The facts about flibanserin are hardly optimistic for women hoping for relief from sexual dysfunction. The drug was only about 10 percent effective in trials and rife with serious side effects like low blood pressure and loss of consciousness. The average gain in “satisfactory sexual experiences” was only one more per month compared to placebo.
Plus, the drug interacts poorly with a number of medications, including fluconazole, a drug commonly used to treat female yeast infections. It also causes low blood pressure and fainting when combined with alcohol. The trial was stopped because of the danger the drug posed to participants – who were mostly male.
Dr. Sidney Wolfe, founder of the non-profit watchdog group, Public Citizen, calls it “FDA’s big mistake.” “Expect future news to include stories of women who are harmed needlessly by flibanserin and the eventual agency call for the manufacturer to pull it from pharmacy shelves,” Wolfe said in a statement.
The majority of Americans mistrust the FDA, and each year faith in the agency that is supposed to protect us continues to flounder. In 2008, only 35 percent of Americans had a positive opinion of the agency – according to a Harris interactive survey by the Wall Street Journal. That figure improved only slightly to 45 percent in a Gallup poll in 2013.

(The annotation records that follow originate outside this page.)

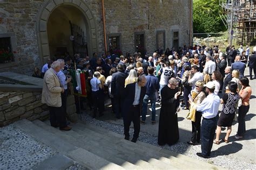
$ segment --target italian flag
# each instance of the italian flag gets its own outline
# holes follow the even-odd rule
[[[85,74],[79,69],[69,70],[72,76],[72,82],[74,87],[74,95],[82,97],[87,97],[86,87],[85,85]]]

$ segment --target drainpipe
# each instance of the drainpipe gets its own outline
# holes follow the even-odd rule
[[[102,0],[102,16],[103,19],[103,34],[104,36],[105,54],[107,54],[107,45],[106,36],[106,18],[105,18],[104,0]]]
[[[193,2],[192,2],[192,0],[190,0],[190,45],[192,45],[192,37],[193,37],[193,32],[192,32],[192,22],[193,22],[193,20],[192,20],[192,13],[193,13],[193,11],[192,11],[192,10],[193,10],[193,8],[192,8],[192,5],[193,5],[193,4],[192,4]]]

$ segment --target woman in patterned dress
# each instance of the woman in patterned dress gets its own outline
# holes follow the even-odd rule
[[[226,143],[228,143],[228,137],[231,133],[231,126],[235,116],[235,103],[239,98],[237,93],[237,86],[235,82],[230,82],[227,86],[229,92],[225,94],[221,99],[221,103],[223,104],[223,106],[220,118],[218,121],[216,138],[213,141],[215,144],[219,145],[220,143],[219,137],[221,133],[221,127],[227,127],[227,133],[222,140]]]

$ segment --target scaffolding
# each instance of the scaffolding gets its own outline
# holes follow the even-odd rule
[[[237,43],[255,45],[256,0],[219,0],[219,5],[222,9],[220,16],[228,32],[234,31],[234,36],[235,36],[234,38],[235,38]],[[232,15],[233,18],[231,18]],[[233,25],[232,28],[231,28],[231,25]],[[233,39],[231,34],[230,33],[229,36],[232,36],[231,39]]]

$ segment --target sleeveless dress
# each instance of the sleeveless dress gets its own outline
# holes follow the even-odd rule
[[[226,93],[223,96],[224,101],[220,116],[218,121],[218,126],[221,127],[230,127],[232,125],[233,120],[235,116],[235,103],[238,101],[239,97],[237,94],[231,93]]]

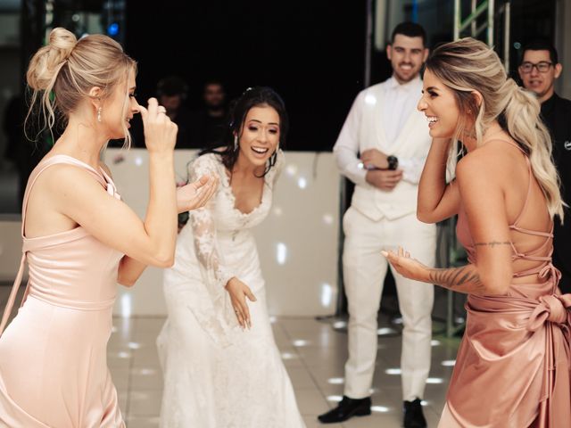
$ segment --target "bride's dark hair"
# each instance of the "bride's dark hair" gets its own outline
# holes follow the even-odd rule
[[[200,155],[205,153],[216,153],[222,157],[222,163],[229,170],[232,171],[236,161],[238,159],[239,149],[235,148],[235,137],[238,136],[238,139],[244,132],[244,122],[250,109],[258,106],[269,106],[277,111],[279,115],[279,146],[284,147],[286,136],[289,127],[287,112],[286,111],[286,104],[282,98],[272,88],[268,86],[255,86],[246,89],[242,95],[235,100],[230,106],[229,120],[224,133],[222,140],[223,148],[211,147],[201,152]],[[274,152],[268,164],[263,176],[268,174],[269,169],[276,164],[277,152]]]

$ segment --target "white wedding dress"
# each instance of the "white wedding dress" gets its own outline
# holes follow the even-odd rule
[[[220,185],[206,207],[191,211],[177,242],[175,264],[165,269],[168,319],[157,339],[164,375],[163,428],[298,428],[305,426],[276,346],[266,290],[250,228],[271,208],[283,165],[265,177],[262,201],[244,214],[221,159],[204,154],[191,177],[216,174]],[[257,301],[247,301],[252,329],[242,331],[224,286],[236,276]]]

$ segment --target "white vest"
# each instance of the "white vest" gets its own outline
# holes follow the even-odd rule
[[[428,134],[428,123],[424,113],[417,109],[410,116],[397,138],[391,144],[386,141],[383,128],[383,82],[363,90],[362,114],[359,135],[359,151],[377,149],[399,159],[426,158],[432,138]],[[420,99],[420,94],[418,95]],[[374,221],[384,217],[389,220],[414,213],[417,210],[418,185],[404,180],[392,191],[386,192],[368,183],[355,186],[352,207]]]

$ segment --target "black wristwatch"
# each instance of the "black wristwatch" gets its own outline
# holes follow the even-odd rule
[[[394,170],[399,168],[399,159],[396,156],[388,156],[386,161],[389,162],[389,168],[387,169]]]

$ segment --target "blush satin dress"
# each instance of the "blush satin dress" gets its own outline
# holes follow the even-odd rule
[[[22,207],[22,258],[0,325],[4,331],[26,259],[29,280],[17,316],[0,337],[0,426],[124,427],[107,368],[117,272],[122,254],[86,229],[26,238],[29,193],[58,164],[87,170],[120,199],[103,171],[65,155],[43,160],[28,181]]]
[[[571,427],[571,294],[561,295],[560,273],[551,264],[553,225],[550,232],[518,226],[534,180],[525,159],[527,196],[509,228],[544,241],[527,252],[510,243],[513,261],[537,262],[514,277],[531,276],[539,282],[512,283],[503,296],[468,296],[466,332],[439,428]],[[462,209],[457,235],[475,263],[476,248]]]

What we need is an FDA that is proactive in safeguarding women's health, not reactive and only taking action after the media steps in or lawsuits are filed.
One strong example was the thalidomide tragedy in the 60's. A woman named Frances Oldham Kelsey began working at the FDA as a medical officer in charge of reviewing drugs for approval and licensing. An application for a medication named thalidomide – a sedative used to combat morning sickness in pregnant women – came across her desk.

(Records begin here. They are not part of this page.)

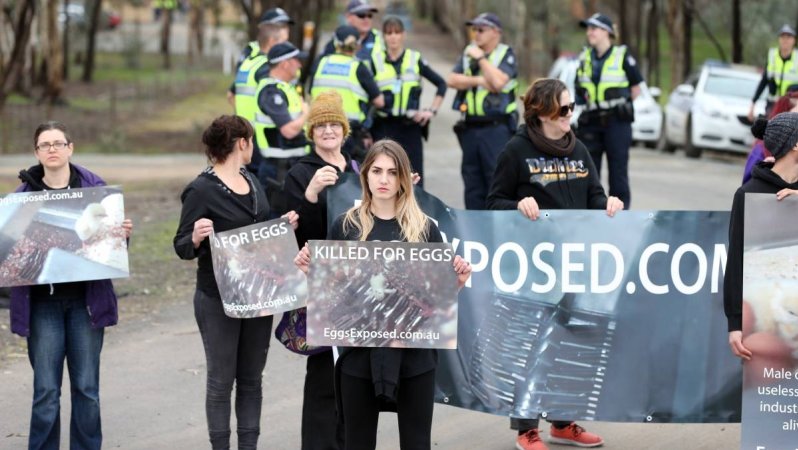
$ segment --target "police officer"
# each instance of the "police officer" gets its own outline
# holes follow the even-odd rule
[[[765,113],[770,116],[773,105],[793,85],[798,85],[798,51],[795,50],[795,29],[784,25],[779,30],[779,48],[773,47],[768,50],[767,66],[762,73],[762,80],[759,81],[759,86],[754,92],[754,98],[751,100],[748,120],[754,121],[754,104],[766,86],[768,101]]]
[[[584,106],[577,137],[587,146],[596,172],[601,174],[602,155],[607,154],[610,192],[629,209],[629,147],[632,146],[632,100],[640,94],[643,76],[625,45],[613,45],[612,20],[596,13],[579,22],[587,28],[586,47],[579,57],[574,86],[576,103]]]
[[[377,8],[365,0],[351,0],[346,6],[346,23],[358,31],[358,41],[360,42],[360,48],[355,57],[368,64],[371,64],[375,55],[382,54],[385,50],[382,35],[377,29],[371,27],[372,19],[378,12]],[[334,38],[324,46],[322,55],[333,53],[335,53]]]
[[[404,48],[405,28],[397,17],[388,17],[382,24],[385,52],[375,55],[374,79],[385,98],[385,107],[377,111],[371,134],[374,140],[389,138],[407,152],[413,172],[424,183],[424,146],[422,137],[429,121],[438,112],[446,94],[446,80],[421,58],[415,50]],[[421,108],[421,79],[426,78],[438,90],[432,104]]]
[[[236,79],[227,92],[227,99],[236,107],[236,114],[250,122],[254,121],[255,115],[255,88],[258,87],[258,81],[269,75],[266,54],[275,44],[288,40],[289,25],[293,24],[294,20],[282,8],[267,10],[258,22],[258,40],[250,41],[238,57]],[[240,106],[242,100],[249,101],[252,106]]]
[[[255,142],[264,158],[258,178],[266,181],[264,189],[273,215],[278,217],[287,211],[283,183],[288,169],[310,153],[304,133],[308,106],[291,84],[307,54],[290,42],[282,42],[272,47],[267,57],[269,77],[260,81],[255,93]]]
[[[454,109],[461,112],[455,133],[463,150],[461,173],[466,209],[486,209],[496,160],[518,123],[518,69],[515,54],[501,43],[502,25],[493,13],[466,22],[474,41],[463,51],[446,80],[458,90]]]
[[[321,56],[311,70],[310,96],[334,90],[344,100],[344,111],[349,119],[351,134],[344,143],[344,151],[352,159],[362,162],[369,147],[373,108],[385,106],[380,89],[368,65],[357,58],[358,31],[350,25],[335,30],[335,53]]]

“No one should leave women's health up to chance.”
Despite public pressure she denied the drug licensing because of a lack of evidence of safety. She received a lot of criticism for not approving the drug. Not long after, about 10,000 women and their unborn children all over the world found out the hard way that the drug caused serious birth defects, and children were born with missing limbs. The impact in the U.S. was minimal thanks to Kelsey’s diligence, and President John F. Kennedy presented her with the President’s Medal for Distinguished Federal Civilian Service.
We need more people like Kelsey and an FDA willing to put people before politics.
Government and research leaders need to step up and bring equality into clinical research.
There are ways for people to get involved and make a difference.
Demand that policy makers create laws that women in all stages of life be included in all phases of medical research and that data must be reviewed with both sexes in mind. No one should leave women’s health up to chance.